BY Travis Mackenzie HooverPublished Dec 21, 2007

I was initially unimpressed with this Spanish horror romp, which seemed to have no driving purpose beyond being a Hollywood-style film set in Spain. The story is about a grown orphan woman (Belén Pilar), who moves back into her now-deserted orphanage where her son has been stolen by shadowy children, setting us up for the complacent violated-family dynamics that dominate so many ghost films.

Depending on the horror of a lost child and a damaged childhood that aren’t adequately established, the film flails around in cliché as mother freaks out and her dim-witted husband (Fernando Cayo) tells her to forget about it like every other horror movie spouse before him. But once Geraldine Chaplin shows up as the psychic investigating the orphanage (and facilitates the high point of the movie), things pick up considerably. Though the film never gets a grip on the specifics of terrible traumas living on into the present, it feels them well enough to awkwardly evoke them, and The Orphanage eventually gathers steam to the point of becoming very creepy.
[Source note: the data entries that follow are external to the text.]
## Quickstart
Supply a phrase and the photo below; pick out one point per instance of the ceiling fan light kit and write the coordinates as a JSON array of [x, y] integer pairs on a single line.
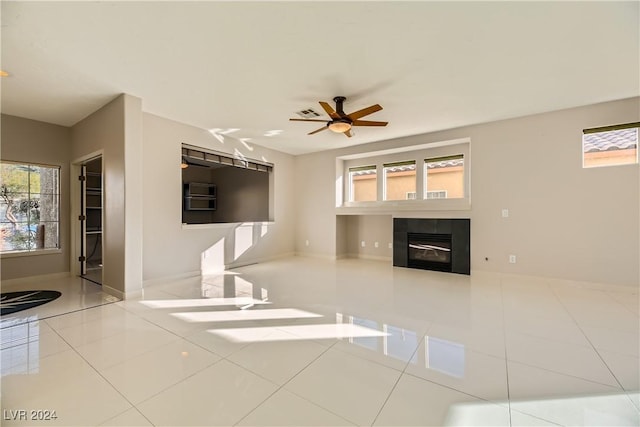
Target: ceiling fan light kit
[[340, 121], [339, 127]]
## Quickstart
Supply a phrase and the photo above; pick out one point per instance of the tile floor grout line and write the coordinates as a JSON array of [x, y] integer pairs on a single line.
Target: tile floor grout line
[[415, 352], [506, 356], [59, 315], [626, 392], [105, 379], [282, 387], [593, 347], [155, 394]]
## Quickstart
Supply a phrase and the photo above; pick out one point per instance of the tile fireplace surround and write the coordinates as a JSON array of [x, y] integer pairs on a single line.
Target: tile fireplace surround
[[459, 229]]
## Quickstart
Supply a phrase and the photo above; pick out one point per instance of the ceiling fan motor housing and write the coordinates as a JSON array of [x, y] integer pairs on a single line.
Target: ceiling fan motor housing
[[339, 100]]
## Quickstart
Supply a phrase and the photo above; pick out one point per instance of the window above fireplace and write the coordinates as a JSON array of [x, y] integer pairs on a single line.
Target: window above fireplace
[[421, 177]]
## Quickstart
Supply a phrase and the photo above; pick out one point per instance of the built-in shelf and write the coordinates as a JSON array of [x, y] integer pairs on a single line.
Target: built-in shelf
[[199, 196]]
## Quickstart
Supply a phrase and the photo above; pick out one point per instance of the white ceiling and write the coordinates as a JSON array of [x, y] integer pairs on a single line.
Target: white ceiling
[[251, 65]]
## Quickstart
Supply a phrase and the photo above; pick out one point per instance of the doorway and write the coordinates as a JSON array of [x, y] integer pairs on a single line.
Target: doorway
[[91, 220]]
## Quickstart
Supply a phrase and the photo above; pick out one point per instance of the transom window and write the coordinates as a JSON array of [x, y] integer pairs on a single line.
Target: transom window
[[400, 180], [363, 184], [610, 145], [29, 207], [444, 177]]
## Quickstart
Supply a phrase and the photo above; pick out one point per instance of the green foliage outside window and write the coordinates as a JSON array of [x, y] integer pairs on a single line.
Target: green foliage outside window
[[29, 207]]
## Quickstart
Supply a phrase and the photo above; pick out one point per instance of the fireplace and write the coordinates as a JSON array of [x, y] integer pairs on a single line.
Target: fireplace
[[432, 244], [429, 251]]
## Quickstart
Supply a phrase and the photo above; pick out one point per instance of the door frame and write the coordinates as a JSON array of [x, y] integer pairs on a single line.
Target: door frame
[[76, 210]]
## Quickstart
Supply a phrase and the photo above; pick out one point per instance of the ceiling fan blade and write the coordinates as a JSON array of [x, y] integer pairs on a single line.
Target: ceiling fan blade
[[364, 112], [318, 130], [309, 120], [368, 123], [330, 111]]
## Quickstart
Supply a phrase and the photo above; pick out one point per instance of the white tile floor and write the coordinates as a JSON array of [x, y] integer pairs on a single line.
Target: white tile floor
[[311, 342]]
As Pilar pieces together the terrible secret of the orphanage and how to speak to the very angry dead, the movie grabs you with some memorable imagery. It would have been nice if the filmmakers had thought a little more about the film’s implications, with dead, abused children making demands upon the living — then it would have been a real shit-kicker instead of the vaguely resonant movie on offer.

Still, it’s not bad at all, and is dependent on being scary rather than delivering mechanical shocks. It’s a nice change of pace from the sequels, remakes and torture porn that have made American horror so boring to watch.